La noticia se difundió el 10 de septiembre: el artículo científico se publicó en eLIFE y el de divulgación en el sitio web de National Geographic. Ello fue suficiente para que la nota se regara globalmente. En el primero, Berger y su equipo dan a conocer que, aunque los huesos no se han datado, el paquete de estudios morfológicos que realizó una flotilla interdisciplinaria de científicos de todo el mundo permite establecer sin duda que se trata de un miembro de nuestro género, distinto claramente de cualquier Australopithecus pero mucho menos evolucionado que cualquier otra especie humana hasta ahora conocida.
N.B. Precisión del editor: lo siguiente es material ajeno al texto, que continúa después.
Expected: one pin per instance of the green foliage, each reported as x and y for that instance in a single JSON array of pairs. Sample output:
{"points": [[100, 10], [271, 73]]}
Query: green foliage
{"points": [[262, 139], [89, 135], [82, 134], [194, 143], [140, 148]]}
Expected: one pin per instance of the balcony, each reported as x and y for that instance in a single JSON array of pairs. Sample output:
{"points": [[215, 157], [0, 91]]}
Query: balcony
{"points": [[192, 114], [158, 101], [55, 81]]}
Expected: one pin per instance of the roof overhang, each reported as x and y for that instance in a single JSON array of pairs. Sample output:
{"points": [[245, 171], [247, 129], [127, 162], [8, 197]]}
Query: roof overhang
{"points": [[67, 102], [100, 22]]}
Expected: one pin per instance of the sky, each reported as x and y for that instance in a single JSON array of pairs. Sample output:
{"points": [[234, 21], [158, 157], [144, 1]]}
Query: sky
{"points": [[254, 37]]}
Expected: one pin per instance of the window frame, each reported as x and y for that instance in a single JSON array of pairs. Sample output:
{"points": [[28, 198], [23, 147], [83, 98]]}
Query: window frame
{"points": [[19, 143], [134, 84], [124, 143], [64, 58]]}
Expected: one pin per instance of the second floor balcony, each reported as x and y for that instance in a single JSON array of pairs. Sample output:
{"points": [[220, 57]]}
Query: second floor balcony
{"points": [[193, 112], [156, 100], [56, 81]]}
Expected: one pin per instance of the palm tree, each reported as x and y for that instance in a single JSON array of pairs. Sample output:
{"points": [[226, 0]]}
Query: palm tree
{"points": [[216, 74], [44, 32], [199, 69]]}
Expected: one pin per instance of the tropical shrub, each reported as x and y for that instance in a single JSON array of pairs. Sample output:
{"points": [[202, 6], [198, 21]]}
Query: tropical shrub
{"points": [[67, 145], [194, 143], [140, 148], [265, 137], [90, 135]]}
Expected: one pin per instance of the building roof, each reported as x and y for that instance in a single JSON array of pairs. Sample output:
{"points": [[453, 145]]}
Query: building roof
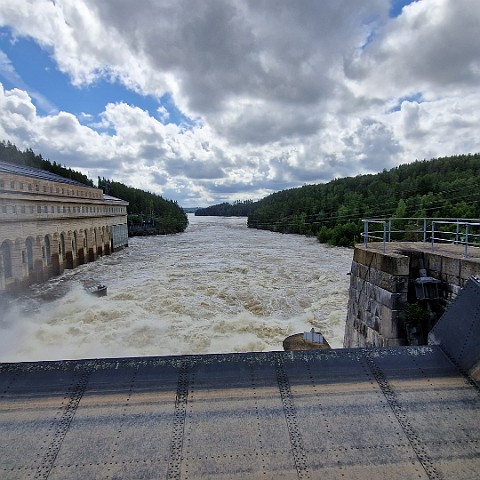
{"points": [[26, 171]]}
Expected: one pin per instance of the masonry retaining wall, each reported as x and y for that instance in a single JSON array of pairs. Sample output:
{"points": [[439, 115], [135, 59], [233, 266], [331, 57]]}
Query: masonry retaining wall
{"points": [[381, 288]]}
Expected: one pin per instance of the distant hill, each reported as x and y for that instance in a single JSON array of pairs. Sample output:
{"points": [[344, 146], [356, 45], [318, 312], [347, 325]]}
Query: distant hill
{"points": [[236, 209], [444, 187]]}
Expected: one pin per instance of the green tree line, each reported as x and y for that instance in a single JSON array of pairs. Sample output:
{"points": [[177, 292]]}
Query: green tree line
{"points": [[144, 207], [444, 187], [447, 187], [236, 209]]}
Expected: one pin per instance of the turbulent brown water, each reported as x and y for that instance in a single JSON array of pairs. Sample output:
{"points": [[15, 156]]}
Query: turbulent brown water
{"points": [[219, 287]]}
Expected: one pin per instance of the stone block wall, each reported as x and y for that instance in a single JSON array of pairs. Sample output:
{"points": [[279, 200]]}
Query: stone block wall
{"points": [[379, 290]]}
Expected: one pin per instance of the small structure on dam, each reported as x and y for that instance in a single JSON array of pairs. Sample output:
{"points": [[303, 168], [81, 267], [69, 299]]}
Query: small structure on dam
{"points": [[399, 289]]}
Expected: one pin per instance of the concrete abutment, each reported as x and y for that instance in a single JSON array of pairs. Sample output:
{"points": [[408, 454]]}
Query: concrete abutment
{"points": [[382, 291]]}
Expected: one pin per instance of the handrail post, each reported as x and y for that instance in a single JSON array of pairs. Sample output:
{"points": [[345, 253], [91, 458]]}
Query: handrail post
{"points": [[466, 240], [384, 236], [365, 233], [433, 236]]}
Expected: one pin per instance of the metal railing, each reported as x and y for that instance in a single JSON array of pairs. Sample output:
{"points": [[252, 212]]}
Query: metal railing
{"points": [[464, 232]]}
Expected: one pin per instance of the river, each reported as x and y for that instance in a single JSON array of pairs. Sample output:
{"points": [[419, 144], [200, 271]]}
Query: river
{"points": [[218, 287]]}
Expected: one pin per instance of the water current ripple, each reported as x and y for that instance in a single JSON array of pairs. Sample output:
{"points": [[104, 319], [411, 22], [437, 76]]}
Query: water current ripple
{"points": [[217, 288]]}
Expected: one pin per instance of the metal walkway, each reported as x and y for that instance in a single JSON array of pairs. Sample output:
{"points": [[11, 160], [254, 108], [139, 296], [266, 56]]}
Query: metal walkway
{"points": [[399, 413]]}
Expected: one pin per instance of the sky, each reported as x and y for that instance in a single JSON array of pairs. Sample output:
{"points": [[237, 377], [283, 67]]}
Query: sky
{"points": [[214, 101]]}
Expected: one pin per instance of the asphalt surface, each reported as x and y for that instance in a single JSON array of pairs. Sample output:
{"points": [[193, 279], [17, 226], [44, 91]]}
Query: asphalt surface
{"points": [[397, 413]]}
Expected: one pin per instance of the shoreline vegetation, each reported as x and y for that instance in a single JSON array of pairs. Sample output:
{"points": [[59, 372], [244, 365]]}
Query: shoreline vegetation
{"points": [[333, 211]]}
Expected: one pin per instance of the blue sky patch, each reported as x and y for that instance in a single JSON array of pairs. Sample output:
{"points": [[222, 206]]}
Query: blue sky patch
{"points": [[397, 5], [32, 68]]}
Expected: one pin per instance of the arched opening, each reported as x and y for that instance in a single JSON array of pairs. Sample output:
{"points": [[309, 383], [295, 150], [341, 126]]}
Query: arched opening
{"points": [[29, 248], [74, 244], [5, 251], [61, 246]]}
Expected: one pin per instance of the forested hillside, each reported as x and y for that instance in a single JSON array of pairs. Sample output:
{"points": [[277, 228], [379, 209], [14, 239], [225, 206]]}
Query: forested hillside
{"points": [[443, 187], [145, 208], [235, 209]]}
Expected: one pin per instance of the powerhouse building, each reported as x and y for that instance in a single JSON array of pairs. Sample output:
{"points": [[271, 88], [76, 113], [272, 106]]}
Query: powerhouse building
{"points": [[49, 223]]}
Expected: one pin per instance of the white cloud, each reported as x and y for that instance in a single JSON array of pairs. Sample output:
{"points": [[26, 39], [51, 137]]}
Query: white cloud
{"points": [[284, 92]]}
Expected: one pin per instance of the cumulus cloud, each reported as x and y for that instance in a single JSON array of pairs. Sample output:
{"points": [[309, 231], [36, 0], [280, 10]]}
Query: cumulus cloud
{"points": [[282, 93]]}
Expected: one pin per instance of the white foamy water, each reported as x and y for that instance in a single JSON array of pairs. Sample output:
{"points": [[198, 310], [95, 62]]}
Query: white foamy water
{"points": [[219, 287]]}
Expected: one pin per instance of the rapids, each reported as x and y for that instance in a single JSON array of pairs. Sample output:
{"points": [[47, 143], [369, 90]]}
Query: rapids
{"points": [[218, 287]]}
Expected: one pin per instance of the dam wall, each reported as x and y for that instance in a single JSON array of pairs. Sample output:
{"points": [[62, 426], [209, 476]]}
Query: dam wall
{"points": [[384, 303]]}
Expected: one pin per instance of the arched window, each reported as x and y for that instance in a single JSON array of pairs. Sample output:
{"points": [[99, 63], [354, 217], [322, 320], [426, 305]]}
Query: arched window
{"points": [[48, 251], [61, 246], [29, 247], [74, 244], [7, 259]]}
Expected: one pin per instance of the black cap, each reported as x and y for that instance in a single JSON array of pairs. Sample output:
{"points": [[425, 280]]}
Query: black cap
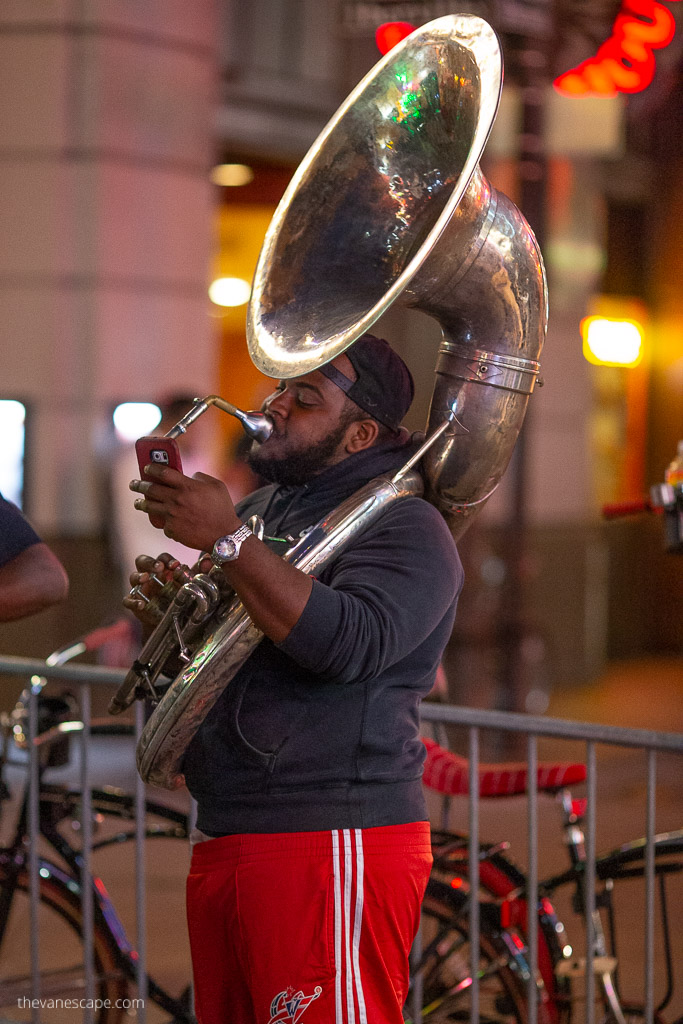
{"points": [[384, 386]]}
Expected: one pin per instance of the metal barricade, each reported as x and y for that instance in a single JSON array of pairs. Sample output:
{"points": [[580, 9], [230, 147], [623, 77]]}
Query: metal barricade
{"points": [[534, 727], [474, 721]]}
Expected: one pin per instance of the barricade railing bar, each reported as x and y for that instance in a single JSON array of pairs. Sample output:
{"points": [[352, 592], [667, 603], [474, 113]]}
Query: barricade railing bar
{"points": [[471, 719], [534, 727]]}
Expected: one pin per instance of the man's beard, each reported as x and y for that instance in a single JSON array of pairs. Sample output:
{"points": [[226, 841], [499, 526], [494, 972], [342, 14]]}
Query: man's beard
{"points": [[296, 467]]}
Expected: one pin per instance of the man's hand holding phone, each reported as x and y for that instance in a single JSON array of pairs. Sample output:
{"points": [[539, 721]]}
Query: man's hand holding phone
{"points": [[194, 510], [157, 452]]}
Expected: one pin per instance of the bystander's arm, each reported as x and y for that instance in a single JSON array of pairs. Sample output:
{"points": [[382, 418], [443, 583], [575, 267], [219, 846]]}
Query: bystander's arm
{"points": [[33, 580]]}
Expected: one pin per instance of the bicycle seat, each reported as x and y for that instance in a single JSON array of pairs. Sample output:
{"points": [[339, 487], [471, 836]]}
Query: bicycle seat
{"points": [[447, 773]]}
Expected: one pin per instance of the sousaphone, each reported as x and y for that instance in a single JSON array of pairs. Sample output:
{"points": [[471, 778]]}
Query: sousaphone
{"points": [[389, 206]]}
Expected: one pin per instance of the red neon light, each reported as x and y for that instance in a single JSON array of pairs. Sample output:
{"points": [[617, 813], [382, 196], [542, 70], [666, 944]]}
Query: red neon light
{"points": [[391, 33], [625, 62]]}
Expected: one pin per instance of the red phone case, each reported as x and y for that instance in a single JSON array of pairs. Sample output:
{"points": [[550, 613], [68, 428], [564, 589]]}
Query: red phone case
{"points": [[161, 452]]}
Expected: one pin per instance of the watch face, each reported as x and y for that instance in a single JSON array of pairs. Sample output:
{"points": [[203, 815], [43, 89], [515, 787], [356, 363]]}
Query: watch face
{"points": [[226, 548]]}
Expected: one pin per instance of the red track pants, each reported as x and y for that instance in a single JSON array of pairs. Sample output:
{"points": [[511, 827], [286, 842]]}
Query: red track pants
{"points": [[306, 927]]}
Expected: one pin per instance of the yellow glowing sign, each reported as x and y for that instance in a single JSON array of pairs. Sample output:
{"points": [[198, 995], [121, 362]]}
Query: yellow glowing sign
{"points": [[229, 291], [231, 175], [612, 341]]}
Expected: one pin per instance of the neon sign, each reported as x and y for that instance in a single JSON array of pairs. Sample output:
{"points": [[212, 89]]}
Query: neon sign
{"points": [[625, 62]]}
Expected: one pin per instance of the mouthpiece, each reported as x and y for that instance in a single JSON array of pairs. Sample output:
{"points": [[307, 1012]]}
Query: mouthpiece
{"points": [[256, 425]]}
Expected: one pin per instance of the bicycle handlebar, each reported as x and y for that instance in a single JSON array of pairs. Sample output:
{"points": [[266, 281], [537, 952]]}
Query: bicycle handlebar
{"points": [[619, 509]]}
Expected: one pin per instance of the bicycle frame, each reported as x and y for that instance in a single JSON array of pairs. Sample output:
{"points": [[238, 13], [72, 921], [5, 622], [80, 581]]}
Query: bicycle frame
{"points": [[55, 805], [506, 885]]}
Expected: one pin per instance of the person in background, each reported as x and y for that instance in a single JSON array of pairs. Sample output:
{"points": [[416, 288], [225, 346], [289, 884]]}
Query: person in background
{"points": [[32, 578]]}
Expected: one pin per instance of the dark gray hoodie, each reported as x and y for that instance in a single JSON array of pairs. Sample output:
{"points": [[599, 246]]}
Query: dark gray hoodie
{"points": [[321, 731]]}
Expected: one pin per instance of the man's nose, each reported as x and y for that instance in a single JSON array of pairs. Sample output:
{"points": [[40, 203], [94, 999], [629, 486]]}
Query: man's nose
{"points": [[278, 403]]}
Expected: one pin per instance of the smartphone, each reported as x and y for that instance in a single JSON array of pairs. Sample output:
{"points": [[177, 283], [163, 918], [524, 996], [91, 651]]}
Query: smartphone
{"points": [[160, 452]]}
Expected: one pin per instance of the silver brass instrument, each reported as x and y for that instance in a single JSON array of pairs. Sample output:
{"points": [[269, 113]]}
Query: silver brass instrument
{"points": [[388, 206]]}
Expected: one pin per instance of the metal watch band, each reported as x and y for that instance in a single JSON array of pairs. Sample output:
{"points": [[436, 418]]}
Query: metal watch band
{"points": [[236, 540]]}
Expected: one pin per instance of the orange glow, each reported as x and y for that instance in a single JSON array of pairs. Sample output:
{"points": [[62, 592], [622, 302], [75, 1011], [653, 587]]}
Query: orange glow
{"points": [[612, 341], [625, 62], [391, 33]]}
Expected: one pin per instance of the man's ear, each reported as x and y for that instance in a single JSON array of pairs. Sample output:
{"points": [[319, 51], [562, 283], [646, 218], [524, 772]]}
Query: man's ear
{"points": [[360, 434]]}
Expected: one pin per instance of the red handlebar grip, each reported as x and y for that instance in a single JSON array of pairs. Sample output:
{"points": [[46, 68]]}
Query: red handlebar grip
{"points": [[627, 508]]}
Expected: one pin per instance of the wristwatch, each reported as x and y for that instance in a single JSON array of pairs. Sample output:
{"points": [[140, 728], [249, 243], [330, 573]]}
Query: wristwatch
{"points": [[226, 549]]}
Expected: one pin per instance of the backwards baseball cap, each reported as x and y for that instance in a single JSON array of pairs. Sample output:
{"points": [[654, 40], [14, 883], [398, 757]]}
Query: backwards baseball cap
{"points": [[384, 385]]}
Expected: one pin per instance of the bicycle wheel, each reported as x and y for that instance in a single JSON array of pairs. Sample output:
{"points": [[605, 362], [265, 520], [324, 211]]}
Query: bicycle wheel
{"points": [[62, 990], [444, 968]]}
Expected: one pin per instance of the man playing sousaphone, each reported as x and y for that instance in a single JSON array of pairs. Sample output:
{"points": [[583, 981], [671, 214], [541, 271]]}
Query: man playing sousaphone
{"points": [[312, 851]]}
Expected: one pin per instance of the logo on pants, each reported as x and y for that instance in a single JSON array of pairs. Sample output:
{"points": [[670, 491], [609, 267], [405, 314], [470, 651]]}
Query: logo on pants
{"points": [[288, 1007]]}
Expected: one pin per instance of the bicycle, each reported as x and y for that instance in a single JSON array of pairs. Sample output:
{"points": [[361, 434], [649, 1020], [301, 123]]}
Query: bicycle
{"points": [[62, 976], [443, 968]]}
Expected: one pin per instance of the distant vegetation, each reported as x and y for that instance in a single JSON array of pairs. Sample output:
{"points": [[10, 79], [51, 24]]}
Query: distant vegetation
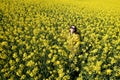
{"points": [[33, 34]]}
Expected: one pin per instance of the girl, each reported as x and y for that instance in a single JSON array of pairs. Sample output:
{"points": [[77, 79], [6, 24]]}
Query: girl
{"points": [[73, 42]]}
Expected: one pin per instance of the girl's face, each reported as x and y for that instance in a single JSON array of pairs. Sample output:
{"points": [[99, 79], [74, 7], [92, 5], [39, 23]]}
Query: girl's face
{"points": [[71, 30]]}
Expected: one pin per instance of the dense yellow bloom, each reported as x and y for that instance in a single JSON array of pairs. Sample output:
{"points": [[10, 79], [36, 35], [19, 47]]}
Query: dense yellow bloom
{"points": [[30, 63], [108, 71]]}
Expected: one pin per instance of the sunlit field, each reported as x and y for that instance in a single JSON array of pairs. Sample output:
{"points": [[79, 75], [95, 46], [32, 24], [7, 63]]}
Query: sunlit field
{"points": [[33, 37]]}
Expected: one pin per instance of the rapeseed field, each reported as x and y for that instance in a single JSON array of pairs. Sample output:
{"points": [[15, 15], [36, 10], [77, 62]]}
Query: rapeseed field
{"points": [[34, 37]]}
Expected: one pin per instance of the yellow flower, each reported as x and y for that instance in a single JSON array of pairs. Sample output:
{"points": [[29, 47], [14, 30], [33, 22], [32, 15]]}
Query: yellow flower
{"points": [[4, 43], [30, 63]]}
La nueva especie fue bautizado como Homo naledinaledi significa “estrella”, en sotho, uno de los muchos lenguajes originarios de Sudáfrica—. El reportaje de National Geographic, que incluye la imponente recreación de la hoy superestrella prehistórica, se titula “Este rostro cambia la historia humana, ¿pero cómo?” Y es que si ese arsenal de huesos tiene, digamos, alrededor de 2.5 millones de años, la cadena evolutiva que hoy podríamos imaginar se comprobaría, y el Homo naledi sería el o uno de los eslabones entre Lucy y el Turkana Boy…, ¿pero cómo habría de interpretarse el rompecabezas si los esqueletos son mucho más recientes?